No ápice desta subida, fui completamente seduzida por uma luz dourada refletida nos vitrais da igreja que se apresentou gentil e solenemente aos primeiros passos de uma descida regenerativa fazendo com que eu entrasse num estado de pura epifania! A partir deste momento seguí em frente movida por uma força bárbara, pronta para conquistar um território tão exótico quanto inusitado.

Embora concentrada, prestei atenção na paisagem e, num trecho plano já no continente correndo em uma rodovia costeira, tive a impressão de estar invadindo quintais de casas cujos moradores saudavam os destemidos atletas com um estranho grito de guerra que eu nunca ouvira antes. Alguns ofereciam sucos, cafés ou chás servidos em garrafas térmicas e outros mais ousados, convidavam para um brinde com seus canecos de cerveja ou taças de vinho em mesas cuidadosamente montadas à beira do percurso. Alguns vizinhos se reuniam em festas improvisadas e colocavam música em volume alto que rapidamente se dissipava devido a um vento frio e cortante que em certos momentos chegou a incomodar.

No retorno à ilha, quase perdi o fôlego ao olhar o horizonte emoldurado por montanhas recobertas parcialmente por neve e iluminado por oblíquos raios de sol que às 22h aproximadamente, criavam rastro dourado no mar.

De costas para a igreja, mais uma vez a subida da ponte é o caminho para retornar à ilha e ao final de mais dois quilômetros, por volta do vigésimo quilômetro, me ví diante do hotel onde estava hospedada. Procurei encarar esta visão como uma miragem e tratei logo de afastar ideias subversivas de decretar missão cumprida a esta altura, onde apenas 50% da distância fora vencida.

No centro da cidade, muitas pessoas ainda permaneciam nas ruas, restaurantes e bares, algumas interessadas nesses loucos que correm outros nem tanto, apenas continuavam em seus programas etílicos de um ensolarado sábado à noite e nos olhavam com certa perplexidade ou indiferença.
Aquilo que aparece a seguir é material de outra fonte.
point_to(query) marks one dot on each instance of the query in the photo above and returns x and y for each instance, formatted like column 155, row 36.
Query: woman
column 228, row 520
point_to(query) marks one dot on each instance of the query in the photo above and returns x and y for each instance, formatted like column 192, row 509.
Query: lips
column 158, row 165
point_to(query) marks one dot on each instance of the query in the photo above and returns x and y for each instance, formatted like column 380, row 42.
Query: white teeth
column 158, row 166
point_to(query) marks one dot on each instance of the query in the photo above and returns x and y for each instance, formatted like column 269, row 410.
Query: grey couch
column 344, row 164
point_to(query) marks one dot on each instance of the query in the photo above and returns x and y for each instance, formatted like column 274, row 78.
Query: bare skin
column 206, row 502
Saindo do centro, um longo trecho pouco habitado, com muitas ondulações em direção ao aeroporto e a partir do km 25, surgem os meio-maratonistas que por terem largado algum tempo depois dos maratonistas ainda ostentavam uma animação já ausente àqueles que como eu, ainda se encontravam há muitos e árduos quilômetros da linha de chegada. Em torno do quilômetro vinte e oito, fui surpreendida ao cruzar com o queniano Antony Mugo que venceu a maratona em 2h26'14" seguido pelo australiano Grant Schmidlechner com o tempo de 2h39'14".
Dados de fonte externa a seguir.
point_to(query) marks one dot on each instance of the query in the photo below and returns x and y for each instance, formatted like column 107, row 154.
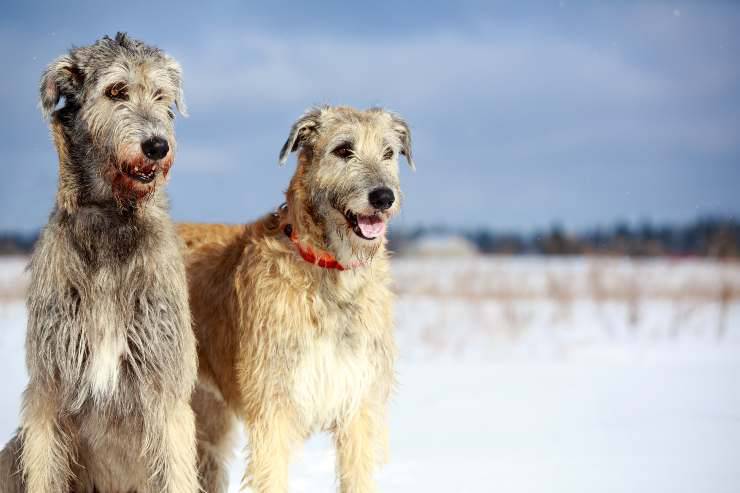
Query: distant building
column 440, row 245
Meu "pace" que até o quilômetro trinta da maratona oscilou entre 5:30" e 6:30", começou a ficar mais lento e, no quilômetro trinta e sete atingi o meu pior desempenho durante toda a prova, chegando ao máximo instantâneo de 7:22". Com um ritmo arrastado e buscando forças nas entranhas de meus músculos, tentei convencer minhas pernas e meu joelho fraquejante, de que o final estava próximo quando então avistei logo à frente a bandeira do Brasil estampada na camiseta de um atleta de Brasilia, Carlyle Vilarinho, com quem emparelhei e consegui trocar algumas poucas palavras durante aproximadamente a distância de um quilômetro que corremos lado a lado e nos encorajamos mutuamente.

Uma motivação súbita me fez acelerar rumo aos quilômetros finais e, numa espécie de transe, tive acesso a emoção da recente e dolorosa perda de meu pai, o qual cruzou a sua linha de chegada faltando dezessete dias para esta maratona. Esta lembrança me fez enxergar que todo esforço vale a pena e que todo caminho nem sempre suave é o que realmente importa. O fim pode não ser exatamente o pote de ouro ou a luz no fim do túnel, mas a idéia de um final, certamente nos cria a perspectiva de continuar a trajetória, fazendo com que cada um chegue a seu tempo e onde for para se chegar.